Snellen, you magnificent B A S T...

Time to go to the eye doctor for a checkup!

I like my eye doctor, and my vision is healthy, and his office is pleasant, and I don't need new glasses so it's not very expensive, but I always go for an exam with a little trepidation. Could it be the terrifying brochures?

Could it be the horrifying Jack Kirbyesque exam equipment?

Or is it that puff of air for the glaucoma exam that you know is coming and you know is coming and this time you are NOT going to blink you're NOT you're AUGH I BLINKED

No, I think it's that I always feel like I'm failing when I get whipped by the Snellen Chart.

Herman Snellen of the Netherlands was not the first to come up with standardized charts to test visual acuity, but his (begun c. 1860) have been the most enduring. In America, we're used to seeing (or at least seeing part of!) this:

My doctor, like most these days, uses letters displayed on a screen at different sizes for the test, but it's still Snellen through and through.

This terror of mine goes back to my days as a student, when I was alternately smart and well-prepared or lazy and clueless---either way, I hated to fail a test.
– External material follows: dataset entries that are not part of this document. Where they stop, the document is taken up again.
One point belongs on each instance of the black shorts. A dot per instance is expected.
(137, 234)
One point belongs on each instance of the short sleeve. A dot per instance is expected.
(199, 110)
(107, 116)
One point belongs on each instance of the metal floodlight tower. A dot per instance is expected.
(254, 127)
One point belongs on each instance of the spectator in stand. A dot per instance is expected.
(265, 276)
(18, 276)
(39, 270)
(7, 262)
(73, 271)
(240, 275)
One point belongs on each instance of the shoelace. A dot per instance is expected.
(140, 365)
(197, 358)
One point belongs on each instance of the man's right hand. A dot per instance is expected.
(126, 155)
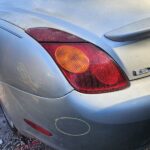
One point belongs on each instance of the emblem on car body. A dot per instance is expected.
(139, 72)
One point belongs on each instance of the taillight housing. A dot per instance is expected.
(87, 67)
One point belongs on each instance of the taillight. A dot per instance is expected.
(88, 68)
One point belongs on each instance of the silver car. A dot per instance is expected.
(75, 74)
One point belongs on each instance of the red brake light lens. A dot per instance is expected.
(88, 68)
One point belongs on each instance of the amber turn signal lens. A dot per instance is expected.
(72, 59)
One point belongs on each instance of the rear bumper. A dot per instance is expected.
(117, 120)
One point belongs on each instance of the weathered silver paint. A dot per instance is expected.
(22, 65)
(114, 114)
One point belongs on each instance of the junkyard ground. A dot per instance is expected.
(11, 141)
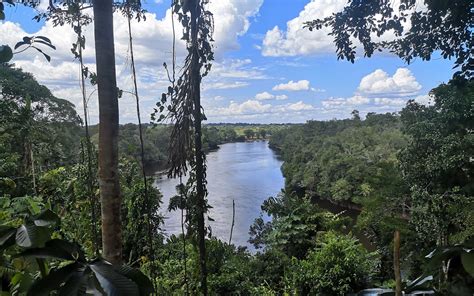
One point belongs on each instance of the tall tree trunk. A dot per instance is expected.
(108, 132)
(200, 169)
(396, 263)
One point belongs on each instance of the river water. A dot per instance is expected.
(246, 172)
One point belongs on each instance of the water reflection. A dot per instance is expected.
(248, 173)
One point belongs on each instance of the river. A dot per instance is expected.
(247, 172)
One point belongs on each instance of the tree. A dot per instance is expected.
(249, 133)
(33, 122)
(108, 132)
(443, 26)
(437, 164)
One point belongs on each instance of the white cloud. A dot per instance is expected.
(297, 40)
(222, 85)
(293, 85)
(424, 100)
(264, 96)
(377, 83)
(254, 107)
(390, 102)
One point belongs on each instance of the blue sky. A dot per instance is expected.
(267, 69)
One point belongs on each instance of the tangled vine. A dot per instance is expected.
(181, 105)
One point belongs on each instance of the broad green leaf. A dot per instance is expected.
(53, 281)
(467, 259)
(144, 284)
(18, 44)
(112, 282)
(56, 248)
(45, 43)
(28, 236)
(76, 284)
(46, 218)
(6, 233)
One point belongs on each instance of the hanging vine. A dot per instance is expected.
(182, 102)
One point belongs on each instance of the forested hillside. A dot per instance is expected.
(411, 172)
(81, 207)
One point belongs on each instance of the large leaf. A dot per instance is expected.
(6, 53)
(54, 280)
(46, 218)
(56, 248)
(144, 284)
(7, 236)
(29, 236)
(76, 284)
(112, 282)
(440, 254)
(467, 259)
(421, 283)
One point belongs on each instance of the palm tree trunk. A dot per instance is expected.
(108, 132)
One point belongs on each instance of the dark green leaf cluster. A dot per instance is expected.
(420, 31)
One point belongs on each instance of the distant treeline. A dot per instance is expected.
(156, 139)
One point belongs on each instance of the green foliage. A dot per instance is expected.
(38, 131)
(296, 223)
(338, 160)
(446, 25)
(437, 163)
(339, 265)
(76, 275)
(135, 208)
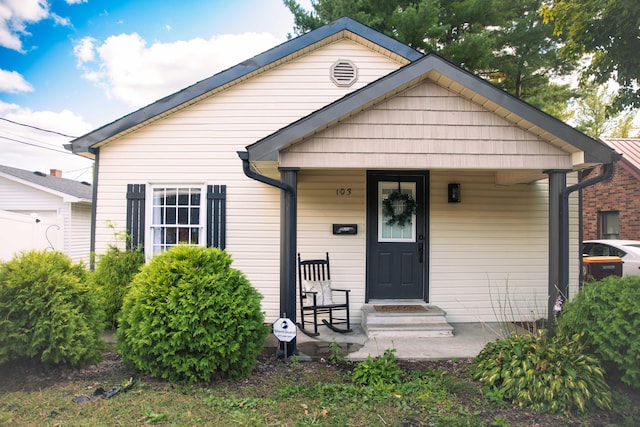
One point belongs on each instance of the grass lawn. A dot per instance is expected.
(279, 393)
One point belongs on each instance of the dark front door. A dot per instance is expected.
(397, 248)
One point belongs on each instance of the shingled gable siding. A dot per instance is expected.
(427, 127)
(199, 144)
(620, 193)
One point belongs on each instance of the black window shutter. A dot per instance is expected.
(135, 216)
(216, 215)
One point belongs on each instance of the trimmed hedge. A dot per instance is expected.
(114, 271)
(607, 312)
(189, 316)
(48, 310)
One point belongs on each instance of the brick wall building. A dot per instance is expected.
(611, 208)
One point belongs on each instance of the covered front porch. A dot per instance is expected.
(500, 251)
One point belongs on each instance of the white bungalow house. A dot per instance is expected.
(44, 211)
(276, 155)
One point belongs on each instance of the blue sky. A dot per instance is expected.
(71, 66)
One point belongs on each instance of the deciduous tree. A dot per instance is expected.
(607, 32)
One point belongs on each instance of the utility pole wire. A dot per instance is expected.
(35, 145)
(37, 128)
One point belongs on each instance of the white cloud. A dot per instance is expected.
(14, 17)
(131, 71)
(84, 50)
(13, 82)
(28, 148)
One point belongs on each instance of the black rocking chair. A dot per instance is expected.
(316, 297)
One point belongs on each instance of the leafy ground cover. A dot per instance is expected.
(278, 393)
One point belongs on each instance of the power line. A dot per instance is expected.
(35, 145)
(37, 128)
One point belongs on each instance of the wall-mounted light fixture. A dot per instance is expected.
(453, 193)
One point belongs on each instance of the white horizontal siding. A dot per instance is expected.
(79, 232)
(489, 253)
(198, 145)
(24, 199)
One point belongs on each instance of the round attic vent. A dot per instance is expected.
(344, 73)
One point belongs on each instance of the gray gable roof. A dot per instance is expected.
(80, 190)
(84, 143)
(434, 67)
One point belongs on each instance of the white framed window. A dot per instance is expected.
(177, 214)
(609, 225)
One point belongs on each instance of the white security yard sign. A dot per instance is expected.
(284, 329)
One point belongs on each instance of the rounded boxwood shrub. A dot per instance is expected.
(48, 310)
(546, 374)
(607, 312)
(189, 316)
(114, 271)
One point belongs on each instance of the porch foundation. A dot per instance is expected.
(404, 319)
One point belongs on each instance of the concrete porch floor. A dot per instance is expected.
(467, 341)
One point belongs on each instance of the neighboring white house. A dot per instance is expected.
(263, 159)
(40, 211)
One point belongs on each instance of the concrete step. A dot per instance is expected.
(405, 320)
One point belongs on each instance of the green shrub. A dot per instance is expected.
(607, 312)
(48, 310)
(546, 374)
(378, 372)
(189, 315)
(114, 271)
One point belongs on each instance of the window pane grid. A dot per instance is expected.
(176, 217)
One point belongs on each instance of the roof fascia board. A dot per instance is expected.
(268, 147)
(85, 142)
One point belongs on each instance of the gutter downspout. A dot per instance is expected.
(562, 290)
(288, 228)
(94, 210)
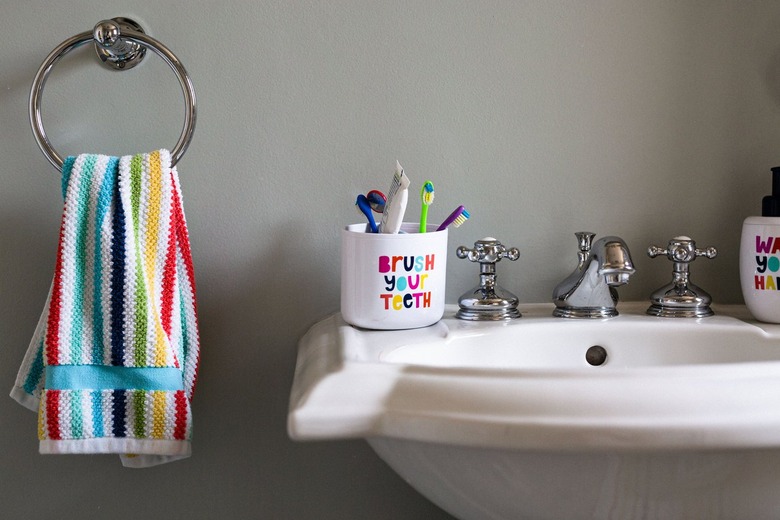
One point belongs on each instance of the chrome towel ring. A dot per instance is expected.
(121, 44)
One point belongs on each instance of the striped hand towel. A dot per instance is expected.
(112, 364)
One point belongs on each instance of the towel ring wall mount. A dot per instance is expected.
(121, 44)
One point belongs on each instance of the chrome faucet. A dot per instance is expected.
(589, 292)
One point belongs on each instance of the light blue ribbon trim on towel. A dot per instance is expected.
(98, 377)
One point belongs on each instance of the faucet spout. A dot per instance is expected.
(589, 291)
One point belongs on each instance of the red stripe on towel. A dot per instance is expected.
(53, 323)
(180, 429)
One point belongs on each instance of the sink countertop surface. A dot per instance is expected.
(667, 383)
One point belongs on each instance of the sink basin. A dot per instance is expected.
(540, 417)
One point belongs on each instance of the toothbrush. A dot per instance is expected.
(397, 197)
(377, 200)
(365, 208)
(456, 218)
(426, 195)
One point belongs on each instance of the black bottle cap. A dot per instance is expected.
(770, 205)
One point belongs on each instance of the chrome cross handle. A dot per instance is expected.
(681, 298)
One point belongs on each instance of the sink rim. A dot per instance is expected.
(654, 407)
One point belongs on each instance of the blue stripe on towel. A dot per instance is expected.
(103, 205)
(117, 281)
(118, 413)
(99, 377)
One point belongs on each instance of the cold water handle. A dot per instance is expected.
(681, 298)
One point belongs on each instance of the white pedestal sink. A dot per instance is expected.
(676, 418)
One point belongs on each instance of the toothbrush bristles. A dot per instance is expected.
(463, 217)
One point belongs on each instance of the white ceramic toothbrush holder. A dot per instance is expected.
(393, 281)
(759, 267)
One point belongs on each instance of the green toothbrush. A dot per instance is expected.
(426, 195)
At first the questions are easy: "E! F! P! Oh, this is a cinch! Gonna ace this one."

But then it gets tricky: "D... E... uh, F? P... O..."

And then you hit the rough sledding: "F... uh.... B? No, D! No, B! Wait--- DAMMIT! B! F, definitely F, unless it's P. (They wouldn't do an F again so quickly, would they?) L... T... um, O? C? O or C? Close enough? Are there any essay questions?"

Like a video game with ever-more-difficult boards, eventually you're going to fail. You just hope not to fail quickly. It's very discouraging, and leaves me feeling doomed.